See? See! See?
Latin American drug smugglers are stepping up their use of small, hand-made mini-subs in order to dodge U.S. military patrols in the eastern Pacific. The Coast Guard detected just 23 mini-subs between 2001 and 2007. This number "ballooned" to some 60 subs so far this year, according to Coastie Commander Cameron Naron. He estimates that two or three subs make the trip from Colombia to the U.S. every week, each carrying as much as 10 tons of drugs.
"Once perceived as impractical and risky smuggling tools," mini-subs are becoming increasingly sophisticated, Naron says, with combined steel-and-fiberglass hulls and radio suites rivaling commercial vessels. The Coast Guard believes the vessels are manufactured in rebel-controlled Colombian jungles, but where the designs come from, Naron can't say. "If you had that information, we'd be very interested," he told participants of a Pentagon-sponsored teleconference this morning.

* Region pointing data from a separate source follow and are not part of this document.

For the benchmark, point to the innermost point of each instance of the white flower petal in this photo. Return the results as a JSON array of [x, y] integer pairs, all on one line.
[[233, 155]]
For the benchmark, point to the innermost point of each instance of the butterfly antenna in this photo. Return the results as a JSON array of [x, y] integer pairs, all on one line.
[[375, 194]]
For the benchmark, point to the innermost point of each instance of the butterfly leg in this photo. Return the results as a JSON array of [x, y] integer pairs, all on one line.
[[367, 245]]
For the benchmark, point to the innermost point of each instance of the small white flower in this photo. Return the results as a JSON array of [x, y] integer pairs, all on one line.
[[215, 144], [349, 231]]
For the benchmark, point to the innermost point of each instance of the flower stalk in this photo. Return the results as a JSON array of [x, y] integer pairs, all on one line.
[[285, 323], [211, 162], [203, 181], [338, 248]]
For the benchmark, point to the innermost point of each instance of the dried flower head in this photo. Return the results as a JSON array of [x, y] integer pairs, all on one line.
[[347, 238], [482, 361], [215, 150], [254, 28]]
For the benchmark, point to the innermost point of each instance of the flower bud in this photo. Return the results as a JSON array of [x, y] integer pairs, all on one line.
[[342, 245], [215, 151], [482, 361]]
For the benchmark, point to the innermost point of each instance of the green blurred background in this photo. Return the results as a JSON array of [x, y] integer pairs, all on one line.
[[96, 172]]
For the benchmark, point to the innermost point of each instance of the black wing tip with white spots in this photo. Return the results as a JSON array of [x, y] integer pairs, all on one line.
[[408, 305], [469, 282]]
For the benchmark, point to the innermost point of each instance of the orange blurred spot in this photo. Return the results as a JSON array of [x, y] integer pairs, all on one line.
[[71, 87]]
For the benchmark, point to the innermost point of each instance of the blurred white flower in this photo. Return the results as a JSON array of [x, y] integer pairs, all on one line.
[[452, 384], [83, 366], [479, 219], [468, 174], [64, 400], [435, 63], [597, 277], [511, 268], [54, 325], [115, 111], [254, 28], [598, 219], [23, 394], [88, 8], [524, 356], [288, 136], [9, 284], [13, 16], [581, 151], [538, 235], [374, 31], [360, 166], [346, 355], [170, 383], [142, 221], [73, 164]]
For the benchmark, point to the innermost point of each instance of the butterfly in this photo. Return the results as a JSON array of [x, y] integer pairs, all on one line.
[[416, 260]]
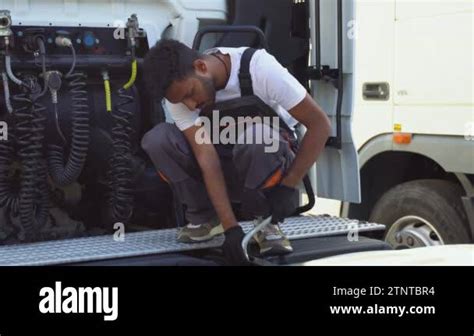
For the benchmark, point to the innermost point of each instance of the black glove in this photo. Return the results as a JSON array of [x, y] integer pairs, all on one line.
[[232, 247], [283, 202]]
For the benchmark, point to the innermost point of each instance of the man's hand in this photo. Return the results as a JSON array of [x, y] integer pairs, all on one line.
[[233, 247], [283, 202]]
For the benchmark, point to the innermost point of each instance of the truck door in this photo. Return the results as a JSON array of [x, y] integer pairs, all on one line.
[[313, 39]]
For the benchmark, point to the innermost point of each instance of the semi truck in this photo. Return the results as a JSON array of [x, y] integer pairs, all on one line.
[[76, 188]]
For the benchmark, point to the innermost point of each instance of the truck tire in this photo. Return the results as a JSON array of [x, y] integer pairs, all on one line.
[[422, 213]]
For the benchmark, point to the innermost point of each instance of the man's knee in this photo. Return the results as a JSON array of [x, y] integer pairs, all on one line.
[[260, 140]]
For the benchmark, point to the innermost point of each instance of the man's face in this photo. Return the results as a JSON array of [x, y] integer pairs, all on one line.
[[196, 92]]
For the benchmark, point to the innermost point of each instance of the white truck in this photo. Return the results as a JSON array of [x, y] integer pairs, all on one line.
[[357, 59]]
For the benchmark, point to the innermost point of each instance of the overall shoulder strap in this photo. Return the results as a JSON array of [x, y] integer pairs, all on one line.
[[245, 80]]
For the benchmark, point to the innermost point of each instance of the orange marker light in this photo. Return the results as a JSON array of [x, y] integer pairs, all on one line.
[[402, 138]]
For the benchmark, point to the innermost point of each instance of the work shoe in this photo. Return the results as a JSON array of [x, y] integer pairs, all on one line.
[[192, 233], [272, 241]]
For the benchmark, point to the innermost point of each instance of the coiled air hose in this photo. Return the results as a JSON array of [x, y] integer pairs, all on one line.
[[120, 178], [33, 196], [30, 200], [8, 195], [64, 174]]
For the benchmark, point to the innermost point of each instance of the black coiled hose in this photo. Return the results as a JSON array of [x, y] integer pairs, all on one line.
[[120, 172], [65, 174], [34, 198], [8, 193]]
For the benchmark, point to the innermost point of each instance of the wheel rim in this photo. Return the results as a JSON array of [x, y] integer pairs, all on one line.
[[412, 232]]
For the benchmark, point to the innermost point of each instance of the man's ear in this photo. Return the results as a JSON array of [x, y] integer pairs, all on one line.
[[200, 66]]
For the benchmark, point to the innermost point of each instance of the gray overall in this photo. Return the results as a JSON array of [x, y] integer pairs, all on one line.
[[246, 166]]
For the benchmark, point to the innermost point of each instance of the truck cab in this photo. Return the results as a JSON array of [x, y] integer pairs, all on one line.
[[117, 210]]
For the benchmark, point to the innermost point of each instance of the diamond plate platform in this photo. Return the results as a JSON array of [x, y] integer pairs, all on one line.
[[159, 241]]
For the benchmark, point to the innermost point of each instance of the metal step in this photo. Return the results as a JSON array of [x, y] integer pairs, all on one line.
[[160, 241]]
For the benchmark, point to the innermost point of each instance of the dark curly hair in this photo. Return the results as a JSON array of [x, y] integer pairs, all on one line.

Mini-sub "interdiction is dangerous business," Naron says. On September 13, a Navy patrol plane detected a 15-foot drug sub off the coast of Guatemala and a Navy frigate launched a Coast Guard boarding team to investigate. The team climbed aboard the sub's flat hull and knocked on the hatch, at which point the "startled smugglers attempted throw our personnel into the sea by backing down the [sub's] engines quickly," Naron recalls. "This maneuver nearly threw our people" off the sub, into its propeller. "They had to cling to the exhaust pipe."
Naron says Navy patrol planes are the primary means of detecting the subs, but sometimes a Navy or Coast Guard ship "gets lucky" and stumbles upon one. To boost efforts to crack down on drug-sub use, Congress last night passed legislation making it illegal for anyone to operate a "stateless" mini-sub on an international voyage.
And now you know why the Admiral Hassenpfeffer is so important. We are a prepared and ready ship with a 5 inch gun that can throw shells about the water like a proper fighting ship. I have ordered that more armor plating be added to the bridge area, which is my command post. Mr. Peej is quickly becoming a reliable number four. I have promoted Eva over him, because of his insubordination. And since Miranda is the only one who knows rudimentary navigation and how to pilot the ship, she is number two.
As we approach New York City and put into port this afternoon, I plan to find a crew of scurvy dogs and salty ones, too. I plan to find men (or perhaps some women who look like the lovely Eva who joined us in Groton when her "husband" failed to pay the fees for "importing" her to this country to be his mail-order bride) who will sail with me on the Admiral Hassenpfeffer to the Caribbean, where we will patrol the warm waters and alert the authorities to the presence of drug running submarines.
We lost three more depth charges yesterday. Stupid whales!
In other news, we have plenty of fish to eat. Some of it is kind of, well, pulverized.